1. Getting started with R

Let’s begin by getting some experience with how R works and what it looks like to run R code.

Writing and running R code is an iterative process.1 You write a line or expression of code, run it, check if it did what you want, and then repeat the process. You will get errors, but that is ok. Instead of moving on to the next code expression, you repeat the process with the code block you are on, checking error messages, changing what you think might be the problem, and trying again. You do this over and over to create a full script that accomplishes a set task.

In this web-based R session you can alter the code, fill in blanks, or write your own expressions, and then run it by selecting the blue Run Code button. The output, if any, will appear below the code section.

Use hints where they exist and solutions if you need them. You can copy the code in the solution by mousing over the far right side of the solution code.

1 R is a calculator

You can use R as a calculator. If you write a mathematical expression and run it, the answer will be printed out. Run the code below and change it to see what you can do.
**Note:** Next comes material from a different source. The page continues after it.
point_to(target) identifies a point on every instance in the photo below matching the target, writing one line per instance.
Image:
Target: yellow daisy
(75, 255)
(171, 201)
You can multiply (*), divide (/), use exponents (^), and other mathematical expressions, including using parentheses for order of operations. Create your own mathematical calculation below.

When we run code like this that prints out the answer, we say that it prints out to the console. Everything you write in or send to the console will be interpreted as code. If you want to write some notes for yourself or collaborators, you need to use comments. R will ignore any text after # in a line.
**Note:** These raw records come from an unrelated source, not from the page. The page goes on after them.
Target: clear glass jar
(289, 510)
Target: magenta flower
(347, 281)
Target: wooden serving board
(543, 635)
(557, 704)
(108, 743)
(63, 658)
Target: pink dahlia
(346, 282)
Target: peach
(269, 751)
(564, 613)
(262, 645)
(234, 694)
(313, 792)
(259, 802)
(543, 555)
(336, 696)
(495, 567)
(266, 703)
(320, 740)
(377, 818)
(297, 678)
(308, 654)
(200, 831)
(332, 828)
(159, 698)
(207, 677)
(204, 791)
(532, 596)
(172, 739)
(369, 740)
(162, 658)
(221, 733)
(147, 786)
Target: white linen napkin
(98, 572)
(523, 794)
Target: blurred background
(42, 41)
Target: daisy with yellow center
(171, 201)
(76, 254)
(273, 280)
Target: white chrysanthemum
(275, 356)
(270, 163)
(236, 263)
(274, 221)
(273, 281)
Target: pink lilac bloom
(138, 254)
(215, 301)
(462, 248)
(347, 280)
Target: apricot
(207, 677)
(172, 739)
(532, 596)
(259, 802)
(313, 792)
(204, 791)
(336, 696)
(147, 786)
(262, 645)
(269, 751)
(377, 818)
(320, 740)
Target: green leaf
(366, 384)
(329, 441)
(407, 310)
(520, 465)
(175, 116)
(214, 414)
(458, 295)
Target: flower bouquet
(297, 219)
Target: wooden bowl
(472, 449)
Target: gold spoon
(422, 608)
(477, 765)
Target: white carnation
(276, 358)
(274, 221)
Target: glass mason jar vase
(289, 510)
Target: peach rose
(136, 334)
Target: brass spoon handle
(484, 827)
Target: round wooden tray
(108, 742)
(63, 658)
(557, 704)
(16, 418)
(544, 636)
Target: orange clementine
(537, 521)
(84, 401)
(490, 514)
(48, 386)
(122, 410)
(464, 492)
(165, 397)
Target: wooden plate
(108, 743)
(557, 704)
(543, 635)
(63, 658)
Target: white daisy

Comments are not that important in an interactive worksheet, but they will become important when you start writing your own R scripts.

2 Creating objects

Printing out values is nice, but you will probably want to save values to use elsewhere in your script. You save values, by assigning it to a name or variable. This creates an object that is stored in your coding environment. You assign a name to an object with the assignment operator (<-). Run the code below. What difference do you notice?

Nothing is printed when you run the code.

You can think of this code as saying x gets the value of 5. When a value is assigned, it does not print out to the console. To print out the value of an object, write the name of the object on its own line and run the code block.

NoteHint 1

Make sure to use the assignment operator (<-)

x <- 5
NoteHint 2

You need to type Return or Enter after the first line of code to get to the second line of the interactive code block.

TipSolution

To print out the value of x to the console, write it on its own line and run the code block.

x <- 5
x
TipObject vs variable

In R everything is an object. Technically x is now a named object. However, it is common to also refer to it as a variable. These two terms will largely be used synonymously in this course, especially in spoken language.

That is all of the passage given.